INDEPENDENCE, Ohio — The Ramada in Independence has been housing homeless men since April, but this week, the county announced that the hotel will no longer be a place those men can call home.
And it’s all because of a law on the books, pointed out by the mayor.
Lutheran Metropolitan Ministry (LMM) is contracted by Cuyahoga County to use the Ramada on Rockside Road as a shelter for 150 homeless men. This week, LMM told the city of Independence that the Ramada will soon no longer house homeless men, after Independence Mayor Gregory Kurtz pointed out an Ohio law the county was violating.
“You can’t have a person staying in a hotel room for more than 30 days,” says Cuyahoga County Executive Armond Budish.
Budish says the city told the county back in April it was violating the law, and gave them 60 days to figure something else out for the homeless men.
That 60-day deadline is in mid-July.
In his newsletter this week, Mayor Kurtz addressed scathing accusations made by homeless advocacy group Northeast Ohio Coalition for the Homeless – or NEOCH – a staunch supporter of the hotel. NEOCH feels the mayor and the city simply didn’t want homeless people in their backyard.
“Sadly, through your leadership, the City of Independence chose segregation and exclusion to lead the way by removing the men experiencing homelessness from the Ramada Inn,” NEOCH wrote, in part.
The mayor responded in his newsletter this week.
“NEOCH accused the City and me of harassment, hyper-surveillance, racism, and criminalizing homelessness. None of this is true. The City of Independence did not evict the homeless men at the Ramada,” wrote Mayor Kurtz.
Dean Roff of local homeless outreach group Homeless Hookup staged a protest outside of City Hall after hearing of the closing.
“They were basically kicking out 150 men out of the hotel, and the 1st thing I did was see if we can do anything to stop that,” says Roff, who was once homeless himself.
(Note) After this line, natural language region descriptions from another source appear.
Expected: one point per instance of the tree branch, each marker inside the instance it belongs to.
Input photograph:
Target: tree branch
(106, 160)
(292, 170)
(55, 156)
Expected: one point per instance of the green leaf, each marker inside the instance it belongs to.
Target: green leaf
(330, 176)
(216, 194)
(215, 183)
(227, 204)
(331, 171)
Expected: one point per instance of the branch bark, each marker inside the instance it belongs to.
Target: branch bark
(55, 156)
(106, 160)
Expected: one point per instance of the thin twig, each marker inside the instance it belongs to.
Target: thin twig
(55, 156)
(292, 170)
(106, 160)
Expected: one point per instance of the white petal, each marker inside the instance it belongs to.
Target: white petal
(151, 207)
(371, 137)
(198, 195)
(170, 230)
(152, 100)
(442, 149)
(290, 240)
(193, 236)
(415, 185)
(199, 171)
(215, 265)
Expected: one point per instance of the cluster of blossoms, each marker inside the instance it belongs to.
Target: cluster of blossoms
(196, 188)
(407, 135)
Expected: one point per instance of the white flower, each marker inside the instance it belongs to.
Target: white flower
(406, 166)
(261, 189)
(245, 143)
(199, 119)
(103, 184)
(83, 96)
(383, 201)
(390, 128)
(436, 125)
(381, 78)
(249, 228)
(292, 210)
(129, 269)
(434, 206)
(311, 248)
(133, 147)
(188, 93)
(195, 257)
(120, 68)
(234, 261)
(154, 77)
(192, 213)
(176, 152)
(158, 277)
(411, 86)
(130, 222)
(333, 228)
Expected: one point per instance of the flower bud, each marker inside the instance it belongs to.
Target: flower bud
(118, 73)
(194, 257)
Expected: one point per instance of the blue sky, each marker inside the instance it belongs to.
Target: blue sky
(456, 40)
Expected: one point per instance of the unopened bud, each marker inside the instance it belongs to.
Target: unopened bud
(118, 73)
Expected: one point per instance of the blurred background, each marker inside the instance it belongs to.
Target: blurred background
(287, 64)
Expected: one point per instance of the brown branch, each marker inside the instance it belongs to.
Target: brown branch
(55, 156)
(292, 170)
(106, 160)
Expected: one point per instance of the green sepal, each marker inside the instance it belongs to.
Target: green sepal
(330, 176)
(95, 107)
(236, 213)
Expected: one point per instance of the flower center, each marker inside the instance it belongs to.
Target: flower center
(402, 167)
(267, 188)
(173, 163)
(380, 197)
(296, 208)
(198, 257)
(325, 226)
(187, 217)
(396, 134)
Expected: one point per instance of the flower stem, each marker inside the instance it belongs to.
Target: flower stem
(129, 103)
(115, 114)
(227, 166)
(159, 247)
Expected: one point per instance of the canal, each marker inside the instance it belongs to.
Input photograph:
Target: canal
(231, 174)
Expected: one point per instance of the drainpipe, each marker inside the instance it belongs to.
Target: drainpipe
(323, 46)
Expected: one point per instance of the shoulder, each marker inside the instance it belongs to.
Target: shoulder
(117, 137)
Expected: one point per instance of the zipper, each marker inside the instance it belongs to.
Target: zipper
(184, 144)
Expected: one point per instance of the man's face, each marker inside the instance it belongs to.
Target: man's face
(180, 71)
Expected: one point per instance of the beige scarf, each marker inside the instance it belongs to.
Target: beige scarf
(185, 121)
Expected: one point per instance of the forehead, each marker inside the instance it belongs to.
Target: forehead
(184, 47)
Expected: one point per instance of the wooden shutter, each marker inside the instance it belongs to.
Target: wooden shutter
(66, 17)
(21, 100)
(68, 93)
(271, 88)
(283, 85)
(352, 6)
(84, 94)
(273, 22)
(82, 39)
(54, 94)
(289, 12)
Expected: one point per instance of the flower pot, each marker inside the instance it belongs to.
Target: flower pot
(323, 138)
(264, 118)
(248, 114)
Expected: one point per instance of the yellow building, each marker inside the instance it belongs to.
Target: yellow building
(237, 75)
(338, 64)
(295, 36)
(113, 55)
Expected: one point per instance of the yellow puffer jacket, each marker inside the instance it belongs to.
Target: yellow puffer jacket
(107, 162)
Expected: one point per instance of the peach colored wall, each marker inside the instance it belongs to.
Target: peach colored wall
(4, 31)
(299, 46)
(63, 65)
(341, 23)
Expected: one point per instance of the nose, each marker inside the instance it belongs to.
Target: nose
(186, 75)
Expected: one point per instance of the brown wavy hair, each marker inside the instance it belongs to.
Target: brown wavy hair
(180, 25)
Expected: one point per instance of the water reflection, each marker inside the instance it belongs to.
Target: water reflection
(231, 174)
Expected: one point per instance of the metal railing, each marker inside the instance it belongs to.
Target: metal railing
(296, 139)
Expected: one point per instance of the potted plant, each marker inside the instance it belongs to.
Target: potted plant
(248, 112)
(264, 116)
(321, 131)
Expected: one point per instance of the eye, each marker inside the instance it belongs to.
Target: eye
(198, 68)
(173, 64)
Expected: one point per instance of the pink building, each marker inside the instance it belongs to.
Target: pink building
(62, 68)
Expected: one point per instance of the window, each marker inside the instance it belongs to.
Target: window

The county says the Ramada is still housing homeless men until the mid-July deadline, and working with community partners to figure out what to do with the men after that deadline passes. The county says it has no choice.
“We’re county government. We can’t ignore the law. We have to follow the law. And the mayor indicated he’s aware of the law and he wanted it followed,” said Budish.